The headlines were damning. “Leading scientist urges teaching of creationism in schools,” proclaimed Britain's The Times newspaper on 12 September, echoing the headlines appearing that day in numerous other British media. The stories asserted that Michael Reiss, a biologist and educational researcher, an ordained Anglican minister and (at the time) the education director of the Royal Society, had explicitly advocated that state-school biology classes teach creationism.

The reports were wrong. Speaking at the British Association for the Advancement of Science's annual Festival of Science on 11 September, Reiss had articulated — as he had many times before — a view consistent with the Royal Society's official position: when students from a creationist background raise the issue in class, the teacher should explain why creationism is not science and why evolution is. Nevertheless, on 16 September the society announced Reiss's departure, arguing that the media's misinterpretation had “led to damage to the society's reputation” (see page 441).

Nature was not privy to the conversations between the reporters and editors responsible for this story, so we will leave it to them to consider how such a gross misrepresentation could have happened, and what lessons to draw from it. Nor was Nature privy to the Royal Society's internal deliberations about Reiss, so we will leave it to the officers and fellows of that body to reflect on who has done the most to damage its reputation.

The misreporting surrounding Reiss has provided a propaganda gift to creationists everywhere. So in the face of such confusion, it is encouraging to hear the unequivocal stance of one of the US presidential candidates, Barack Obama, on the issue (see page 448 and 'America's fresh start'): creationism and intelligent design should not be included in a science curriculum. But scientists and science teachers must also grapple with the central challenge that Reiss was addressing: how to respond to students who have been steeped in, or confused by, scientifically nonsensical creationist beliefs when they ask about those beliefs in science classes?

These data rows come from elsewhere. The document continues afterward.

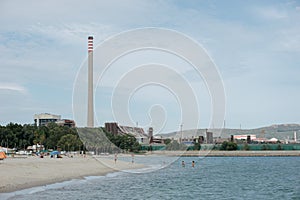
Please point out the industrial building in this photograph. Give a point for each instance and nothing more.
(46, 118)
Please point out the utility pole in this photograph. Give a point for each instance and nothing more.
(181, 132)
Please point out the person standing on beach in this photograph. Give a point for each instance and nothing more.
(116, 157)
(183, 164)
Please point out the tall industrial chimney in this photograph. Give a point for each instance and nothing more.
(90, 117)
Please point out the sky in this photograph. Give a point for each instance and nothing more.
(255, 46)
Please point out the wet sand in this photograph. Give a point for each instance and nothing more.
(21, 173)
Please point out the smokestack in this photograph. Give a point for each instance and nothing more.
(90, 114)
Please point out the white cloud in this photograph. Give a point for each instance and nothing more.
(13, 87)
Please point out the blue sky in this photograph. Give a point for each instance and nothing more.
(254, 44)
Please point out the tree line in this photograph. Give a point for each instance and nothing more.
(54, 136)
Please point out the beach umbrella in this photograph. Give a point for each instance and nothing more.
(54, 153)
(2, 155)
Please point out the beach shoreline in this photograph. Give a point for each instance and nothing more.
(24, 173)
(213, 153)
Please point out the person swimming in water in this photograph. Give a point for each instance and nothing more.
(182, 164)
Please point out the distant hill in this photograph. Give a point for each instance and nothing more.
(279, 131)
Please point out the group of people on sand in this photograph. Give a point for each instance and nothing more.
(183, 163)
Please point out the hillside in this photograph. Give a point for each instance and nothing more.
(280, 131)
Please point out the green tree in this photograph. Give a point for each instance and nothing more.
(69, 142)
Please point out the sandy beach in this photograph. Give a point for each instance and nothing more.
(27, 172)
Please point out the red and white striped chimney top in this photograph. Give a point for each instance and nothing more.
(90, 44)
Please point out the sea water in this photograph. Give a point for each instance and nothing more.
(166, 178)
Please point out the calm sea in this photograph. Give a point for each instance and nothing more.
(211, 178)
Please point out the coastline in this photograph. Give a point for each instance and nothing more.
(23, 173)
(228, 153)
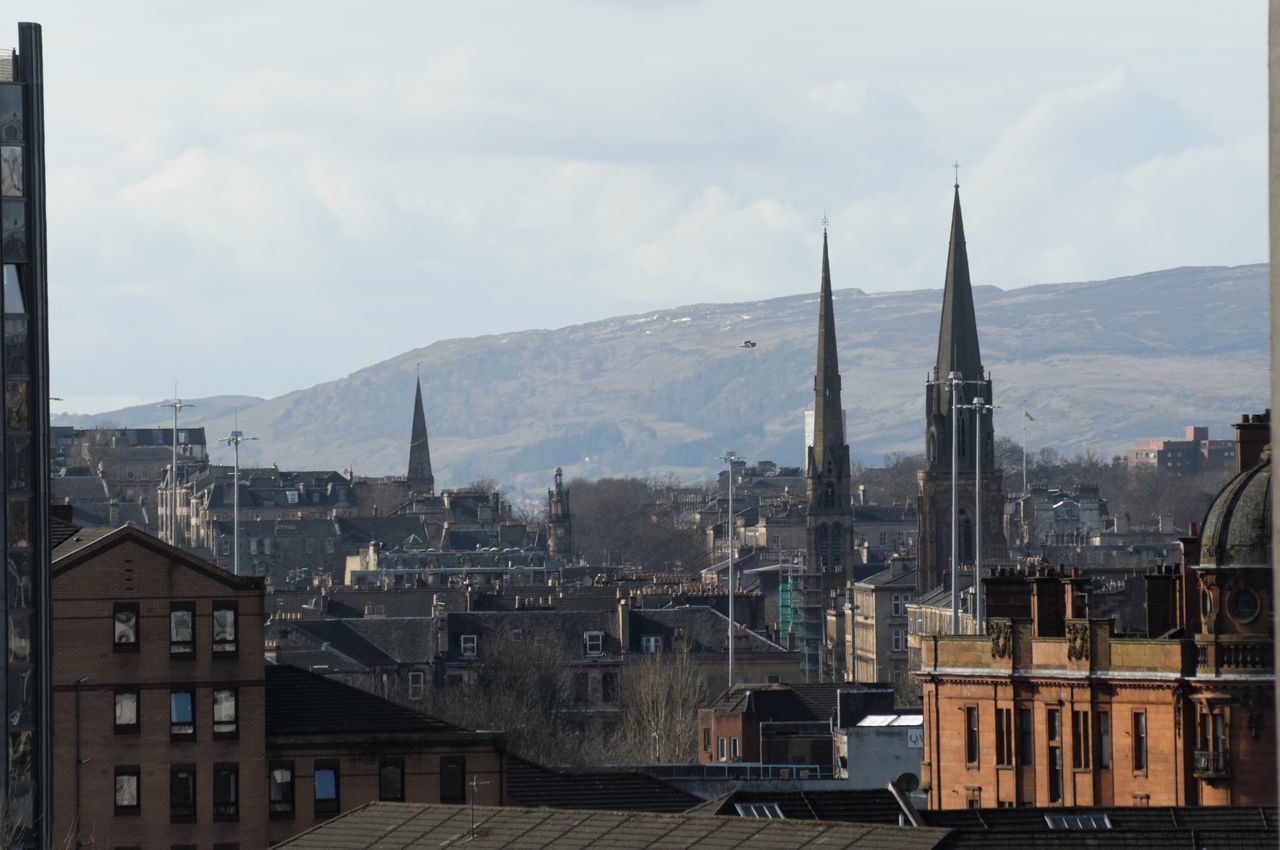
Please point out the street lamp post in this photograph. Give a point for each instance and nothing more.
(234, 439)
(177, 405)
(728, 458)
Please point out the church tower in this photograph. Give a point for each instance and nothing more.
(958, 353)
(560, 530)
(828, 524)
(420, 479)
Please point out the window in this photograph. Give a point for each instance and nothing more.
(416, 681)
(182, 793)
(127, 789)
(970, 735)
(224, 629)
(1104, 740)
(126, 622)
(182, 714)
(126, 712)
(453, 778)
(1005, 736)
(327, 789)
(391, 780)
(225, 717)
(279, 793)
(225, 793)
(1080, 749)
(1054, 730)
(182, 630)
(1139, 741)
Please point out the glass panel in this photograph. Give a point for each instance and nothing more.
(13, 300)
(17, 405)
(14, 231)
(10, 113)
(18, 464)
(16, 359)
(10, 170)
(19, 638)
(19, 580)
(126, 709)
(19, 522)
(327, 785)
(19, 755)
(21, 691)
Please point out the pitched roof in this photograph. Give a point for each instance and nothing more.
(302, 703)
(616, 791)
(414, 826)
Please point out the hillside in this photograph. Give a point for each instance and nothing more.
(1097, 364)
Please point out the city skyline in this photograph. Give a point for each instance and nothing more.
(269, 167)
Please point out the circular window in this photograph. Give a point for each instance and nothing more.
(1243, 606)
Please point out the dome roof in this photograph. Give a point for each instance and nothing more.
(1238, 526)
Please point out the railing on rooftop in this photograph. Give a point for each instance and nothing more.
(739, 771)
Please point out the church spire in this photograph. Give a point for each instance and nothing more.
(420, 479)
(958, 338)
(828, 425)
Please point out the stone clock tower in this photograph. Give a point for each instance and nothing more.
(560, 530)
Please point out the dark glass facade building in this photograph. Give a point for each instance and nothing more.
(24, 531)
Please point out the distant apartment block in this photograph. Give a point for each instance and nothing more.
(1193, 455)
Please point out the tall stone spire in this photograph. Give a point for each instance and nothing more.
(958, 337)
(830, 517)
(421, 481)
(828, 424)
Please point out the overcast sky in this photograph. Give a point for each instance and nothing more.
(255, 197)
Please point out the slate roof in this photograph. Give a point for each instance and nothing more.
(535, 786)
(858, 805)
(337, 634)
(302, 703)
(410, 826)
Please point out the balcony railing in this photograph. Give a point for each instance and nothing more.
(1212, 763)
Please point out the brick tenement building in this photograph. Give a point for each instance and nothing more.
(332, 748)
(159, 693)
(1052, 708)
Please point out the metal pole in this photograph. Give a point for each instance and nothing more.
(979, 608)
(731, 530)
(955, 383)
(236, 508)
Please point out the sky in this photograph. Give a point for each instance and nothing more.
(256, 197)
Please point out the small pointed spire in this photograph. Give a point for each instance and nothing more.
(958, 336)
(420, 479)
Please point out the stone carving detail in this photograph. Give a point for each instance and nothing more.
(1078, 641)
(1001, 638)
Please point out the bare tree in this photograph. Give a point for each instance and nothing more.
(661, 697)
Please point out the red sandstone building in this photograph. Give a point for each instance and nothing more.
(170, 731)
(158, 698)
(1054, 708)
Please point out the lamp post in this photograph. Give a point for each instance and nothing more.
(728, 458)
(954, 382)
(177, 405)
(979, 406)
(234, 439)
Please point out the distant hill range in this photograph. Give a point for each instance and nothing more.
(1097, 365)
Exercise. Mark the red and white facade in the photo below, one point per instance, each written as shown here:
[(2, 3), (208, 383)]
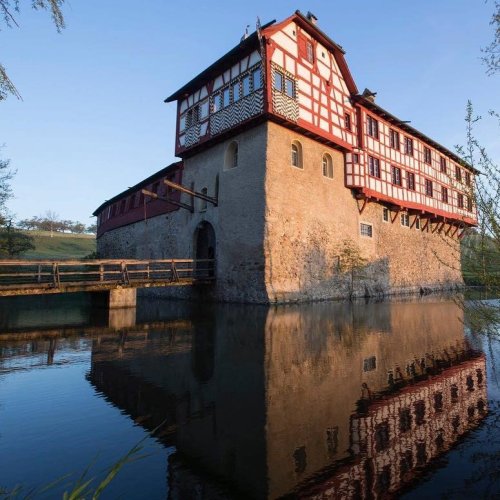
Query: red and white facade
[(293, 74)]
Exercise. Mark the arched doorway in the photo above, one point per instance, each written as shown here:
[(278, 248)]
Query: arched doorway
[(204, 241)]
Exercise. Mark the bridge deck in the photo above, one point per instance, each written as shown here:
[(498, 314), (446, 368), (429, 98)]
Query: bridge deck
[(21, 277)]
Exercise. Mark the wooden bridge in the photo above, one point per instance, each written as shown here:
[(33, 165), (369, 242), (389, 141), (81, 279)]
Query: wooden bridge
[(119, 277)]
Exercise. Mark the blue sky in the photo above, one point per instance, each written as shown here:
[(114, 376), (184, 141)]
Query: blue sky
[(92, 120)]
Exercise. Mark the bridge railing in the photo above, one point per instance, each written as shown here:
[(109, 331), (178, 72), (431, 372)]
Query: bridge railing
[(46, 274)]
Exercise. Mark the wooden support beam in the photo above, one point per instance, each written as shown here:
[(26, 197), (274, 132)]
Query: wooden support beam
[(145, 192), (363, 205), (183, 189), (396, 213)]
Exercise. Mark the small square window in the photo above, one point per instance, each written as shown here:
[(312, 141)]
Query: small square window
[(405, 219), (366, 230), (385, 214), (409, 146), (394, 139), (427, 155), (428, 188), (442, 164)]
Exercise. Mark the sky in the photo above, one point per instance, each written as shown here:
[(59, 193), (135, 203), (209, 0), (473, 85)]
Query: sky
[(92, 121)]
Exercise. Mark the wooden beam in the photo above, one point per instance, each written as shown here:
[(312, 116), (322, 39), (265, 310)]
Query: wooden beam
[(183, 189), (145, 192), (363, 206)]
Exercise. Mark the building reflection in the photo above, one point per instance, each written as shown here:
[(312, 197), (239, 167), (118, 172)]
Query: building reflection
[(315, 401)]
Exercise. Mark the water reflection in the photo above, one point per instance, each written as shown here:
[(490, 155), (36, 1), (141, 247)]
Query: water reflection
[(320, 400)]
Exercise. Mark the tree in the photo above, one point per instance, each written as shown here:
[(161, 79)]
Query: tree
[(13, 242), (6, 175), (9, 9), (491, 53)]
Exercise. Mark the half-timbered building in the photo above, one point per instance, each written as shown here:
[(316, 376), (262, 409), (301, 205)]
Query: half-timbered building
[(291, 177)]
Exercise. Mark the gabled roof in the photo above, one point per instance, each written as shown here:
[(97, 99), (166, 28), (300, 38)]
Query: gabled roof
[(145, 182), (375, 108), (234, 55), (324, 39)]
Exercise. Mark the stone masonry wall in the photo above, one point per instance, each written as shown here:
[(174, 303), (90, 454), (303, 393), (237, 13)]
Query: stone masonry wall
[(309, 216), (238, 221), (279, 229)]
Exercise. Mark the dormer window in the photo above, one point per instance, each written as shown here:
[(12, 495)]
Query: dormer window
[(309, 52)]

Those who argue that allowing discussion of creationism in a science class gives it legitimacy, and that students who ask about it should be firmly directed to take their questions elsewhere, are misguided.

Eugenie Scott, executive director of the National Center for Science Education in Oakland, California, and a long-time advocate for the teaching of evolution, points out that in the real world, any such shut-up-and-take-it-elsewhere response from the teacher will inevitably be perceived by the student (and his or her classmates) as a humiliating personal put-down. It will obstruct rather than encourage enquiry and understanding. It will also invite complaints from outraged parents.

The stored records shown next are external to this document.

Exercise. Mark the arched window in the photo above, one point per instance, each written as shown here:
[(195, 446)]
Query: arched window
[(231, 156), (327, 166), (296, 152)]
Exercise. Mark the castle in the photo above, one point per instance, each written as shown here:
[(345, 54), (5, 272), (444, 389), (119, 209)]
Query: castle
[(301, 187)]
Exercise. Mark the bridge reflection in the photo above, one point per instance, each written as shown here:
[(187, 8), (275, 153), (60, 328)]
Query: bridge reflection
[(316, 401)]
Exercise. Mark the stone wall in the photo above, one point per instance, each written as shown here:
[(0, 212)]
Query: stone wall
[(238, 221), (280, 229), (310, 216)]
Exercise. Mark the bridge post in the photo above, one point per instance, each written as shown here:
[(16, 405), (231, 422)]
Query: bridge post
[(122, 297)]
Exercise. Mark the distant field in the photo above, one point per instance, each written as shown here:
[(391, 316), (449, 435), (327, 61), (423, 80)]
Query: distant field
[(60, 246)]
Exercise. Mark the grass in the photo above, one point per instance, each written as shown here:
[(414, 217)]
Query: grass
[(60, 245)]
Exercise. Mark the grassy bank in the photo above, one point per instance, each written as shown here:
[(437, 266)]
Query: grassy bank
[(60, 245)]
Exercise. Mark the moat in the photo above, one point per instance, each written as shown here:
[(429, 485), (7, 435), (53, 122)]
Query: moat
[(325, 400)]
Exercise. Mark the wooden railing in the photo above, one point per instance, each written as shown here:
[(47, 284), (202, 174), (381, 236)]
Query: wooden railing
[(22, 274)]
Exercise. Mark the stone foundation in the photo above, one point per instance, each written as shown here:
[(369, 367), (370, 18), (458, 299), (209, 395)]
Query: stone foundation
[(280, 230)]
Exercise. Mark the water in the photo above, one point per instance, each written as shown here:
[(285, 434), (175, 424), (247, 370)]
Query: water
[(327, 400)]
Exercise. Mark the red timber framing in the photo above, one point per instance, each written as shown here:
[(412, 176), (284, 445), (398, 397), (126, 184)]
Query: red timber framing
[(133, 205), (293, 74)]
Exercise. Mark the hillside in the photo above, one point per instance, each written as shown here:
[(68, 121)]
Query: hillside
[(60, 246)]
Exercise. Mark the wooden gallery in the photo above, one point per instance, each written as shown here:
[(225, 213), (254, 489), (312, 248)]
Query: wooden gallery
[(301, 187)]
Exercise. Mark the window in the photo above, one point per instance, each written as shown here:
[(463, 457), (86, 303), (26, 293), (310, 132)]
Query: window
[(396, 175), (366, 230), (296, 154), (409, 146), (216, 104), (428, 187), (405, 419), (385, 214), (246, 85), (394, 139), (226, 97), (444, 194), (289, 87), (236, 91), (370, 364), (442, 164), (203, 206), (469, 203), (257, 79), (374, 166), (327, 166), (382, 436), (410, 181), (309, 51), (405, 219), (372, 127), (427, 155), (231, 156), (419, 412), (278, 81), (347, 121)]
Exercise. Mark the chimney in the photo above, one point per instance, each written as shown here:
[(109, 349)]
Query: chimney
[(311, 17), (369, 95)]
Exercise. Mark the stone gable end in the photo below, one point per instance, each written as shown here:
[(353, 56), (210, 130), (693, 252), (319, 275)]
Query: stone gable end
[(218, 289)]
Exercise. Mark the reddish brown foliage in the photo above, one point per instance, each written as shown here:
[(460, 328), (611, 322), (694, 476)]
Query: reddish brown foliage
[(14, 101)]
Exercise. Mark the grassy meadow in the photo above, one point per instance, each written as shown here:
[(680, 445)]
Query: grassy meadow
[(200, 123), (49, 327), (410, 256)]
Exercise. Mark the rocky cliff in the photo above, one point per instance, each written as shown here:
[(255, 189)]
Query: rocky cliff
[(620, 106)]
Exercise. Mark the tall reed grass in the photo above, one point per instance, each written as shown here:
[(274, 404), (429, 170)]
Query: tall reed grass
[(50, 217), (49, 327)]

What is more, it will squander what experienced educators like to call 'a teachable moment'. All too often, that moment is the one opportunity that a school has to engage resistant students and introduce them to what science has to say.

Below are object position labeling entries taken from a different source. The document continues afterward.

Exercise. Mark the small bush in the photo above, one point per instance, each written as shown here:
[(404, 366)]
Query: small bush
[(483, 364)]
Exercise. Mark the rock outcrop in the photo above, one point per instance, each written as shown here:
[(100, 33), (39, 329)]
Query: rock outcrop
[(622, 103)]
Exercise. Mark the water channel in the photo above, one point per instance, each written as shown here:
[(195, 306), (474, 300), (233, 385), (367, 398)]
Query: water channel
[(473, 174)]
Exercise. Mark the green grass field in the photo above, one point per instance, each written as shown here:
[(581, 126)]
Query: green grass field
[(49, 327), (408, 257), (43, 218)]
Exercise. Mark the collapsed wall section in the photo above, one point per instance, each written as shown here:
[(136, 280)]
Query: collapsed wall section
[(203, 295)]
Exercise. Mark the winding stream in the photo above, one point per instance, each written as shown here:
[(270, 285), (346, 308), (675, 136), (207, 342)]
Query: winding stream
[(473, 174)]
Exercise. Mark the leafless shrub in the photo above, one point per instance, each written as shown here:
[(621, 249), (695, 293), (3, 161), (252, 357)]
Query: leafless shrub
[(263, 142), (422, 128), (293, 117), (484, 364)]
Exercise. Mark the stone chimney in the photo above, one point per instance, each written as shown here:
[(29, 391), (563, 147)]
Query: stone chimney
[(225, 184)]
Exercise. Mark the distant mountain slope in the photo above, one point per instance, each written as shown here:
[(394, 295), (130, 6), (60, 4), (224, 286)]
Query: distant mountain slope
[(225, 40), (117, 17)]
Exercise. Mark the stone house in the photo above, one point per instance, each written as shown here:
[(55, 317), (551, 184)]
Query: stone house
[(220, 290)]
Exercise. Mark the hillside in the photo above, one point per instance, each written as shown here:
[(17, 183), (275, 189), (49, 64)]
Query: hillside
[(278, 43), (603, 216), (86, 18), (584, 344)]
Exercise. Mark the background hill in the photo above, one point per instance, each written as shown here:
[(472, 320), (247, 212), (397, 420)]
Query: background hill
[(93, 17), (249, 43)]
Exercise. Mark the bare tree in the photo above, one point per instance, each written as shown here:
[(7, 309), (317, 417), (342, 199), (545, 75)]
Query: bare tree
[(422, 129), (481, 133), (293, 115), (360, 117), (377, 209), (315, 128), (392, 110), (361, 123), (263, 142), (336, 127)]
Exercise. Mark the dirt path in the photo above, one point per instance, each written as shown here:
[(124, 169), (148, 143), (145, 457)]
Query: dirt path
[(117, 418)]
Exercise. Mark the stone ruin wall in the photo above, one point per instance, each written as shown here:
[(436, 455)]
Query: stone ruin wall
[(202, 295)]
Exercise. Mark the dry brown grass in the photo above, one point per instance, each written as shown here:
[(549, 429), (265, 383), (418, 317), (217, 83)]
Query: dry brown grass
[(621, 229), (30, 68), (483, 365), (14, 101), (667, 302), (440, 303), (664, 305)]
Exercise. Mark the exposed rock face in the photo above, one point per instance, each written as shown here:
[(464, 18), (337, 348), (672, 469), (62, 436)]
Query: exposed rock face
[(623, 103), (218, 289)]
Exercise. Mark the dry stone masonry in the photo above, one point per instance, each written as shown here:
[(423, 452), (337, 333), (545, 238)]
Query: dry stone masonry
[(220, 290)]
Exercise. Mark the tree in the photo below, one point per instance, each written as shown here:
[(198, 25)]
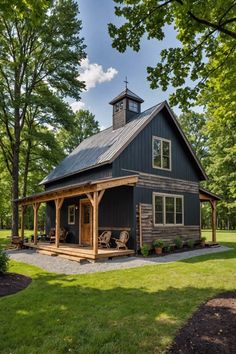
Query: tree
[(204, 29), (84, 126), (220, 99), (39, 60)]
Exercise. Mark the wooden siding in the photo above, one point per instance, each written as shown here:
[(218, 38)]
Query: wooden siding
[(166, 233), (116, 212), (138, 154), (90, 175)]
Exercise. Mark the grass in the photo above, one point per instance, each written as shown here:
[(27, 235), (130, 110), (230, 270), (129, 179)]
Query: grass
[(125, 311)]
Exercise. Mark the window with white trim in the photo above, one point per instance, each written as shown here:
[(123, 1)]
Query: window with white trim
[(161, 153), (168, 209), (133, 106), (71, 214)]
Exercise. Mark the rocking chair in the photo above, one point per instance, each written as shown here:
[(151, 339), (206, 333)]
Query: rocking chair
[(104, 239), (122, 240)]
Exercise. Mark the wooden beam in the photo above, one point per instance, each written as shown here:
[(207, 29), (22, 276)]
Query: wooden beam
[(140, 225), (100, 195), (95, 223), (74, 191), (36, 208), (58, 205), (129, 180), (23, 208)]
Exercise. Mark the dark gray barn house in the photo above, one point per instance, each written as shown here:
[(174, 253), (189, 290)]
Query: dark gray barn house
[(140, 175)]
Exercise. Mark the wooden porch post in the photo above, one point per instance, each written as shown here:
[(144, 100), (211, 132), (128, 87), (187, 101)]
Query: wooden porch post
[(36, 208), (140, 226), (58, 205), (213, 219), (200, 219), (22, 234)]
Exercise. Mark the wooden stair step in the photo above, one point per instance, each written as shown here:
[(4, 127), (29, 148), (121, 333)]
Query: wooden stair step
[(47, 253)]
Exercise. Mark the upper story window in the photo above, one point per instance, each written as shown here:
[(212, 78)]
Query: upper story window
[(71, 214), (133, 106), (161, 153), (168, 209), (118, 106)]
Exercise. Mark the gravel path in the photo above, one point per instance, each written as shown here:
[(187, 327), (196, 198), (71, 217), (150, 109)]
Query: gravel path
[(64, 266)]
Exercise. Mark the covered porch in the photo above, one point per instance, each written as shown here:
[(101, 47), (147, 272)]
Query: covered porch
[(93, 192)]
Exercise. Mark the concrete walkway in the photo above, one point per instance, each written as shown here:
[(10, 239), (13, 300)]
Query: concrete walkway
[(63, 266)]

At such a moment, a much more effective approach is for the teacher to follow the route Reiss advocated: deal with the question without ridicule, but make it clear that in science, theories must be testable to be valid. 'You ask if Earth is 6,000 years old, and why the descendents of Adam and Eve have no relation to the lower animals? So how can we test those hypotheses, and what does the evidence say?'

This is a difficult and minefield-laden path for teachers to follow. For an example of just how delicate, see a 23 August report in the New York Times of how a teacher in Florida tackled such challenges (see http://tinyurl.com/48374f). In particular, it requires that the teachers have a confident knowledge and understanding of evolution, so that they can seize on those teachable moments competently. The sad news, according to surveys, is that too few biology teachers have such an understanding: evolution is not always taught well at the universities and colleges where teachers learn their biology. And that's in the developed world; in poor and developing countries, teachers often receive no training in evolution at all.

Biology graduates who have not encountered up-to-date evidence of evolution in action — in fossils, in microbes, in genomes — have been ill-served by their training. Higher education in general, and biology departments in particular, are at the front line of the battle between creation and evolution too.